Producer Tom Fontana brought the book, with it’s own unique language and rhythms, from the page to the screen. Homicide the book started with a child murder and Homicide the show also started with a child murder. Adena Watson was the death that haunted the mirror-like reality of this show. And doggedly investigating this case were two of the main detectives amid the ever changing cast of officers. Pembleton and Bayliss were the focal point quite a few times, but so many other great characters, virtually all based on real people, populated this fine series. Det. John Munch proved so well liked that he was gently transported onto Law and Order SVU after this show ended. However, some felt the revolving nature of the cast of Homicide hurt it in the long run. This might have been true, but having detectives come and go was also in keeping with reality. And Homicide, for the most part, was dripping in reality. Stories from the book, coupled with events in the headlines made this show a fixture of truth for viewers. Even set pieces like “The Box,” the room where suspects were interviewed, and the already mentioned “The Board,” completed every scene they were in. Everything about Homicide screamed verisimilitude. You were in the squad room. You were at the murder site. You were there. Until it all inevitably ended.

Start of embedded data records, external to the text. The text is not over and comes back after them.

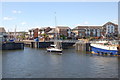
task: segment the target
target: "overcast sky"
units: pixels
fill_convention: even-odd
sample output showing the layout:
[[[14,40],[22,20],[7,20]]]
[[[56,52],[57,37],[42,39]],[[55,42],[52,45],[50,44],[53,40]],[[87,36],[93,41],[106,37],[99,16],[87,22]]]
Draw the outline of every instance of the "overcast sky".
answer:
[[[56,14],[55,14],[56,12]],[[118,2],[3,2],[2,23],[6,31],[36,27],[118,24]]]

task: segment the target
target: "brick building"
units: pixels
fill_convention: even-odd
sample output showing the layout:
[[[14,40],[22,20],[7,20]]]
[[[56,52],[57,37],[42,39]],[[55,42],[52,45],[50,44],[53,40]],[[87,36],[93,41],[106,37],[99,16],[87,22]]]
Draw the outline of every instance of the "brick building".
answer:
[[[101,36],[117,36],[118,25],[107,22],[103,26],[77,26],[72,29],[76,33],[76,37],[101,37]]]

When Homicide did die, the thoughts and ideas it put into motion continued on unabated. David Simon had already completed his second book, this one made into a television movie called The Corner. This time he examined the life of drug dealers and the world they exist in. This combined with his earlier Homicide work to form a brand new entity. Hence the wondrous and amazing The Wire was born. Many fans including myself consider this show the spiritual and direct sequel to Homicide. And despite the loud protestations of one of The Wire producers, it most certainly is.
Thanks to David Simon and his amazing documenting of a year of murders, we all can now have a better understanding of the how’s and why’s of this seemingly basic human dysfunction. A simple rule of good decency and civilization that has been broken and violated since the dawn of time. We also now understand the flipside, the story of the good people who are always trying to unravel the riddle of who did what to whom and why. So much of human nature is encapsulated by Homicide, the book, the television show, and the concept. David Simon gives us a guided tour of it all, in the guise of the streets of Baltimore.
But this could really be anyplace, anywhere, anytime. Because Murder is Murder.